MANILA, Philippines — The International Monetary Fund (IMF) has cut its growth forecast for the Philippine economy to 6.75 percent this year amid volatility in global financial markets, which may slightly offset the country’s strong fundamentals.
The new forecast is lower than the previous 7-percent outlook the multilateral lender had for the country. This is also slower than the 7.6-percent growth posted in the first half of the year, implying the continued deceleration in the country’s expansion in the second half.

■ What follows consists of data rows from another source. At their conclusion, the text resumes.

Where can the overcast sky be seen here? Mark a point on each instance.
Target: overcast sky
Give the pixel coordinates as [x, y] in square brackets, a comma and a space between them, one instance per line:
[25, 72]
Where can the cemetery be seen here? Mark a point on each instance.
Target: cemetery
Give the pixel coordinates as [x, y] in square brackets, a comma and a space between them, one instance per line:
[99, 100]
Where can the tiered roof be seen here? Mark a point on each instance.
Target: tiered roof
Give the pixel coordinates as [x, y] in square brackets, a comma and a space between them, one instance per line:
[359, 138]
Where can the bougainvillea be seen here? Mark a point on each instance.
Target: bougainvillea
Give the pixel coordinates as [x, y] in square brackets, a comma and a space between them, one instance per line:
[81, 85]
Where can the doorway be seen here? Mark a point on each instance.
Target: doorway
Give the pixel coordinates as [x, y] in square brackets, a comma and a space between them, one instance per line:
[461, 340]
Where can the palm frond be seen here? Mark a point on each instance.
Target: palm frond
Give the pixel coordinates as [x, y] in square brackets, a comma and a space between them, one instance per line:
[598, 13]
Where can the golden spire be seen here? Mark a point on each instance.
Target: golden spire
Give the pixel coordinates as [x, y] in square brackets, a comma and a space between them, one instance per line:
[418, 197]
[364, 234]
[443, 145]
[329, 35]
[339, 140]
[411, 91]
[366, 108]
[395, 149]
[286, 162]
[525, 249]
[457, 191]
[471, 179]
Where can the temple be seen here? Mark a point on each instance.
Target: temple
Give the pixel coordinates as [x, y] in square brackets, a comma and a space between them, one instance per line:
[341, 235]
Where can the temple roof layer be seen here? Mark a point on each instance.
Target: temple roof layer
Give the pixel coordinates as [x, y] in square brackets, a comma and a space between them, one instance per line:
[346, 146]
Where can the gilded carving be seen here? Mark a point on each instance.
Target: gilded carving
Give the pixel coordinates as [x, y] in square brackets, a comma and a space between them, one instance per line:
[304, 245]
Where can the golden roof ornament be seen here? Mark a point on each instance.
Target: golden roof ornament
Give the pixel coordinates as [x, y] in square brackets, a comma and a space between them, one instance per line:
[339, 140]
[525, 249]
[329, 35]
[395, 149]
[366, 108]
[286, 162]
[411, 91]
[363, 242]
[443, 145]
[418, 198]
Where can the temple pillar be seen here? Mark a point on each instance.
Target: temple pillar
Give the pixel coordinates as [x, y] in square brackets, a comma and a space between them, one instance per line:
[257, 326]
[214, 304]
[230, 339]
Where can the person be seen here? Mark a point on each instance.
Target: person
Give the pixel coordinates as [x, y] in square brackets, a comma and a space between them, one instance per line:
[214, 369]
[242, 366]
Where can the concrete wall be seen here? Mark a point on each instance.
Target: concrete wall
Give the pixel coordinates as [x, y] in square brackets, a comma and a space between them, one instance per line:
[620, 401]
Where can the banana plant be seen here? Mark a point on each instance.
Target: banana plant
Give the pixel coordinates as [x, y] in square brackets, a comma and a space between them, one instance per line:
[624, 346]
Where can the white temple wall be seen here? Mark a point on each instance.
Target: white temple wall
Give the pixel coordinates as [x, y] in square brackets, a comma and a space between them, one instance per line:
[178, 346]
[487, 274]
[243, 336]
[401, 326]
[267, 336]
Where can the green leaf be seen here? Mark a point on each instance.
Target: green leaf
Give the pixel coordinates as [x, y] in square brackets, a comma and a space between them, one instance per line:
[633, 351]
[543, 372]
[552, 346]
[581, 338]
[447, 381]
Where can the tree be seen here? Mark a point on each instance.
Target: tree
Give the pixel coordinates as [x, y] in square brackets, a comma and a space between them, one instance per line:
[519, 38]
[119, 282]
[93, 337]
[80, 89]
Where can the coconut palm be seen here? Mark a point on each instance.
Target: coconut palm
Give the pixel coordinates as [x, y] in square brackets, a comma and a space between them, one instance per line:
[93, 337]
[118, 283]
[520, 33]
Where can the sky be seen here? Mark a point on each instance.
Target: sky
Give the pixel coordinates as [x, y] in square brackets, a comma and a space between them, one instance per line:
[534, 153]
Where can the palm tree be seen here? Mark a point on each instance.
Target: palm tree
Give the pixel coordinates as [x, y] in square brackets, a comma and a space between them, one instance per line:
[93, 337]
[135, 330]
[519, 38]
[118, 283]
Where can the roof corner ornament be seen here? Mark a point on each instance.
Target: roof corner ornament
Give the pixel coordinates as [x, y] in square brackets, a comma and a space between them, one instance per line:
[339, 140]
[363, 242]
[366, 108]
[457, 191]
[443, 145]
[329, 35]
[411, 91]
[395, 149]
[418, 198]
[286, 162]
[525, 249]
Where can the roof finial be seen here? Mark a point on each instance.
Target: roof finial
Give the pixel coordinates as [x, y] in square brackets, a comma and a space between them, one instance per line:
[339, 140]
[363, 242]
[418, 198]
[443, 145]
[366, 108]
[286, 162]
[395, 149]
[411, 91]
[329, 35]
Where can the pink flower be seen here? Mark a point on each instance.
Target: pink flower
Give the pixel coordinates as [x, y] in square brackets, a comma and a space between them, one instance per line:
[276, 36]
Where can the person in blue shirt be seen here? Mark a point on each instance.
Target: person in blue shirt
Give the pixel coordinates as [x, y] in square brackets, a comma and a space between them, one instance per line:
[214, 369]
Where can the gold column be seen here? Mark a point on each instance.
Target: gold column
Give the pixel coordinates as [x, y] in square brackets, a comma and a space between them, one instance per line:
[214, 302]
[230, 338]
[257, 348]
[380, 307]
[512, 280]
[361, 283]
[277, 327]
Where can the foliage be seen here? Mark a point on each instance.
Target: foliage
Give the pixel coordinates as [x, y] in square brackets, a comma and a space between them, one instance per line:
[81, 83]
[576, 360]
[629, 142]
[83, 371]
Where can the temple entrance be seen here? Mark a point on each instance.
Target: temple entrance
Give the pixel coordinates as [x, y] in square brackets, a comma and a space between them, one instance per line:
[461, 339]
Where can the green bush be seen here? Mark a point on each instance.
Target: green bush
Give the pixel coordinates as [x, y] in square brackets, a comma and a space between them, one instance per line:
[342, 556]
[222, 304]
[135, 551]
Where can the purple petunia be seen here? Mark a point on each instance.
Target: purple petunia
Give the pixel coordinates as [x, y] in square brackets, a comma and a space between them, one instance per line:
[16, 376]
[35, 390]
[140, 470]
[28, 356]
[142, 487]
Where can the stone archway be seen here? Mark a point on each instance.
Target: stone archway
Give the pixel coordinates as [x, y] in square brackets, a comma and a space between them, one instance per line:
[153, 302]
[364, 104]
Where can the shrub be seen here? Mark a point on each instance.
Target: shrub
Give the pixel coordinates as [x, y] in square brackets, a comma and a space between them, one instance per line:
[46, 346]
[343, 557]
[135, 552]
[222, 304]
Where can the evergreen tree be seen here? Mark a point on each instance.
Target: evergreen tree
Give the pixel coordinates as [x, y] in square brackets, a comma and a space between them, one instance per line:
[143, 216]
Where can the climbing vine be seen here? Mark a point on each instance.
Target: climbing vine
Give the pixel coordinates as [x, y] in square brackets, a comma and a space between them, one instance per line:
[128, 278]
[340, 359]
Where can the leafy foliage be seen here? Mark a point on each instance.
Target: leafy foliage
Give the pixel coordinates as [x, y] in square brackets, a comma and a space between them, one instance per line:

The lowered outlook came following an IMF mission in Manila last September 17 to 20.
“As in other emerging markets following the announcement of prospective tapering of asset purchases by the US Federal Reserve in late May, Philippine assets saw selling pressure that caused the peso to weaken and market interest rates to rise,” the IMF said in a statement.
“Recent delay in the commencement of tapering led to some reversal of previous market developments,” it added.
The IMF said when the Fed does start tightening its monetary policies, the Philippines’ strong fundamentals would help the country continue growing faster than most of the Asia Pacific region.
These strong fundamentals include robust dollar income from remittances and the outsourcing sector, the country’s net creditor status, steady reductions in public debt, and low foreign participation in government securities markets.
The IMF said the country would be able to adjust smoothly to the accompanying capital flow reversal and slow down in regional growth.
Liquidity released through the more restricted access to the Bangko Sentral ng Pilipinas (the central bank, BSP)’s Special Deposit Account (SDA) will also provide some cushion to growth.